Comblement des rides, les questions que vous vous posez

Comment ça marche ?
En règle générale, il s’agit d’un comblement mécanique, c’est-à-dire un remplissage par le produit injecté de la ride ou de la dépression. Dans certains cas, le produit injecté disparaît progressivement mais il existe une stimulation au niveau cellulaire et dermique entraînant une formation de nouveau collagène.

Est-ce efficace ?
Oui. Cependant, la qualité des résultats dépend de la profondeur des rides, du type de peau, du produit choisi et de la technique du médecin. Si les rides sont trop profondes ou s’il existe un relâchement cutané important, on ne peut assurer un résultat satisfaisant.

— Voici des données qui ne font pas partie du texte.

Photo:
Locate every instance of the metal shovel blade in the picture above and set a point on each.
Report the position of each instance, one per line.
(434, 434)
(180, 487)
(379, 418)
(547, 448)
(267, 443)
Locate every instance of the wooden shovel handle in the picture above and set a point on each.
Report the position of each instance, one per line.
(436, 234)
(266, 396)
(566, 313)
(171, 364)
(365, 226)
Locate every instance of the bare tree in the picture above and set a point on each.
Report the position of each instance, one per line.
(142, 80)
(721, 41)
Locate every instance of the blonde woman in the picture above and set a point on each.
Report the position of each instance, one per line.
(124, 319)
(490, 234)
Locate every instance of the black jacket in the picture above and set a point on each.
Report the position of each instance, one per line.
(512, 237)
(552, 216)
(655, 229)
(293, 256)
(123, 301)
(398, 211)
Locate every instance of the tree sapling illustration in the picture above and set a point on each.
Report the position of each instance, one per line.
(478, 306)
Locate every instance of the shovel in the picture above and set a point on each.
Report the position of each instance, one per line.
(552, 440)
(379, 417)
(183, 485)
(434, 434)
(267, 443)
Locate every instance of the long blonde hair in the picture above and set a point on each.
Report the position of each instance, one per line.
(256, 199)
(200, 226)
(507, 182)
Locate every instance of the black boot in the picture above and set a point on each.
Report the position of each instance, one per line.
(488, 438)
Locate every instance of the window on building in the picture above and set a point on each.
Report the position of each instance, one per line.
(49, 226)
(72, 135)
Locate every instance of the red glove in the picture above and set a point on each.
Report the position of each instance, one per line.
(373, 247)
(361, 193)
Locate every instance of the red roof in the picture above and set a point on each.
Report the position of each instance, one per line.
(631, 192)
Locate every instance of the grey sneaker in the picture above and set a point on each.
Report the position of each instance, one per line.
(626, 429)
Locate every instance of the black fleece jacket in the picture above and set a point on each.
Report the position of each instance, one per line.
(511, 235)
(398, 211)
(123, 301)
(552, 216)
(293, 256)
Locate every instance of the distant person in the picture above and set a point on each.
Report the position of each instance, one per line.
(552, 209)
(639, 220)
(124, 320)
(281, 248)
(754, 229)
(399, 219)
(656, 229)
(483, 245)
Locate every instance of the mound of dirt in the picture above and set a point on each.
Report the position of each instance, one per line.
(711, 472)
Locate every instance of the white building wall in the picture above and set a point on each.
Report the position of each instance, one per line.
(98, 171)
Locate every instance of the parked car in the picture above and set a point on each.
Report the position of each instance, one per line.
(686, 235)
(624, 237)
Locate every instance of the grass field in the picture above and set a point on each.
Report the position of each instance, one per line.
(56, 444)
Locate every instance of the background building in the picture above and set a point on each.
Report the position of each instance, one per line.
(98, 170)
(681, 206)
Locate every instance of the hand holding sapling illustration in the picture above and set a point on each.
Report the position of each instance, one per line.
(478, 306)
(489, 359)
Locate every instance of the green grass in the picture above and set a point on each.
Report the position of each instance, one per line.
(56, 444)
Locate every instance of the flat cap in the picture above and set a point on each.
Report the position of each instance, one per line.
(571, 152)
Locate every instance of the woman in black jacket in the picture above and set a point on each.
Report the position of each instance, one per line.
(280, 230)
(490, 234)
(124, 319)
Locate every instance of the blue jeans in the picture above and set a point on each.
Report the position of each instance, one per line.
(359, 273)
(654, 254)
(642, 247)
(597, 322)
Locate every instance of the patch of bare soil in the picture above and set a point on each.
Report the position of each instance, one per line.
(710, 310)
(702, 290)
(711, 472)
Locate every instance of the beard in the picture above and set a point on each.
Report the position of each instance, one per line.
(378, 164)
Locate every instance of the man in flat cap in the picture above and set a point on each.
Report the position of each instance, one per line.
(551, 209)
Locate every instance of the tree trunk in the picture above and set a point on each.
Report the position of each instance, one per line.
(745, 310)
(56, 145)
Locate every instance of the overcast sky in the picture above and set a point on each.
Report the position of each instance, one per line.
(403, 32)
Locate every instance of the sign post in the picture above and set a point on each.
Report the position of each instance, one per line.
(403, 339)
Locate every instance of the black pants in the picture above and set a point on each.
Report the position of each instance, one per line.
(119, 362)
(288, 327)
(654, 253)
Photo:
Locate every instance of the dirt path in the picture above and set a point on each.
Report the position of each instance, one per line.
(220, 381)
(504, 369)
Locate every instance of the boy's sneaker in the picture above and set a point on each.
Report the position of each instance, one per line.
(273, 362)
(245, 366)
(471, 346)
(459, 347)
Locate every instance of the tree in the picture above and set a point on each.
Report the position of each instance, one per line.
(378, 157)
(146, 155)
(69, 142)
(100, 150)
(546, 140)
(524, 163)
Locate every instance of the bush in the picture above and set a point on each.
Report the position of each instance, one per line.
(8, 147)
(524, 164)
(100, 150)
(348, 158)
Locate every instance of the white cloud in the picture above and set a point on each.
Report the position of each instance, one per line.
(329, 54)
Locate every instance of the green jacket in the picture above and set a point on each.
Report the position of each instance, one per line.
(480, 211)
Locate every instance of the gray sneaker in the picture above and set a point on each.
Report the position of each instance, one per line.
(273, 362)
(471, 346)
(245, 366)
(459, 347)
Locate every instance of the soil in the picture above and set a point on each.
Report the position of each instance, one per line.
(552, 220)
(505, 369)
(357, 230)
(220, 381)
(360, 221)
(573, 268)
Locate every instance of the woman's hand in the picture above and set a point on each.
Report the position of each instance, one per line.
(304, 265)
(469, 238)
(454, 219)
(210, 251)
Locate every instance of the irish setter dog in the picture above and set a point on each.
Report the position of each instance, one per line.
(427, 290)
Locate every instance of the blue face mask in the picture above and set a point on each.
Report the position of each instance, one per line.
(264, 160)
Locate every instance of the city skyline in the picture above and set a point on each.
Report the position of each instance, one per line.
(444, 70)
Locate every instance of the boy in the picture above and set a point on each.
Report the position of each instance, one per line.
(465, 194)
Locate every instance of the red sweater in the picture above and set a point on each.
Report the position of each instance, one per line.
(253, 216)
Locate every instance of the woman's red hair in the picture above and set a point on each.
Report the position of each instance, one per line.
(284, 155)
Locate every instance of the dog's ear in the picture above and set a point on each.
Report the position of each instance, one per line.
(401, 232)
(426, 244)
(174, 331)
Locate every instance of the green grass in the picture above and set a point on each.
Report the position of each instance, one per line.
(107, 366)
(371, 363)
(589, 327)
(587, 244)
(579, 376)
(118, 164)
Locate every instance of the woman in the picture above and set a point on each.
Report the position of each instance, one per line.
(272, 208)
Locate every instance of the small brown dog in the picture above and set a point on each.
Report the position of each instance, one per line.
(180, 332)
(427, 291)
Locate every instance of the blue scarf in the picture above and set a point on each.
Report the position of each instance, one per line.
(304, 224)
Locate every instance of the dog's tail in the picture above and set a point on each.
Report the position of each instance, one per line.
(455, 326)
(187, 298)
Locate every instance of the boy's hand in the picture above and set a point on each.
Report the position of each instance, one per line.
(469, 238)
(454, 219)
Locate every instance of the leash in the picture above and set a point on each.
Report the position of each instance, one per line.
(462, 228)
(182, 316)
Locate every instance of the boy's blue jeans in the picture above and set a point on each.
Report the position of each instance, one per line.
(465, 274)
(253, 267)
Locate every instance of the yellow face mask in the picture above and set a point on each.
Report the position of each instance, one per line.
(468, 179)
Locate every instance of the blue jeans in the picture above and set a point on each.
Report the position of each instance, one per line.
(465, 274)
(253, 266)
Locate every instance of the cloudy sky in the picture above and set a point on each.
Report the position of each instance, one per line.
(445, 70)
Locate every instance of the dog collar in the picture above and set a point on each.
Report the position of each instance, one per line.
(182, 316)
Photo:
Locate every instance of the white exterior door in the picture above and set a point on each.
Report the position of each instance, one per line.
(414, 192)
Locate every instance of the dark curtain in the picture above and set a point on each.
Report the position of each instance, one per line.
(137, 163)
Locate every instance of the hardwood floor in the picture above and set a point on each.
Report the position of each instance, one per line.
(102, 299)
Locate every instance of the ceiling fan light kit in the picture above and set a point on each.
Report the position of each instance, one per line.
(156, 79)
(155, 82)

Est-ce réellement définitif ?
La durée dépend du type de produits : dégradables ou non dégradables.
Les produits dégradables sont des implants qui disparaissent plus ou moins rapidement, pour certains en 6 à 12 mois, pour d’autres en 2 à 3 ans.
Les produits non dégradables, eux, persistent très longtemps dans la peau, voire indéfiniment

Quels sont les produits employés ?
Ce sont essentiellement des produits dégradables à base de collagène et d’acide hyaluronique. Ces molécules, présentes à l’état normal dans la peau, subissent des altérations avec l’âge et certaines conditions de vie (soleil, tabac)… Collagène et acide hyaluronique sont présents dans de multiples produits injectables dont la concentration et la fluidité sont différentes, ce qui permet, en fonction de la ride, de la dépression ou de la zone à traiter, de choisir le produit adapté. A part ces deux molécules, essentielles dans le comblement des rides, d’autres sont également intéressantes : acide polylactique et céramiques, plus volumateur et peut être de durée plus longue. Le recul concernant ces produits n’est pas suffisant.

Est ce sans risque ?
Oui, si l’on a injecté des produits dégradables. Toutefois il faut avoir pratiqué antérieurement à l’injection un interrogatoire renseignant sur les antécédents médicaux et esthétiques du patient.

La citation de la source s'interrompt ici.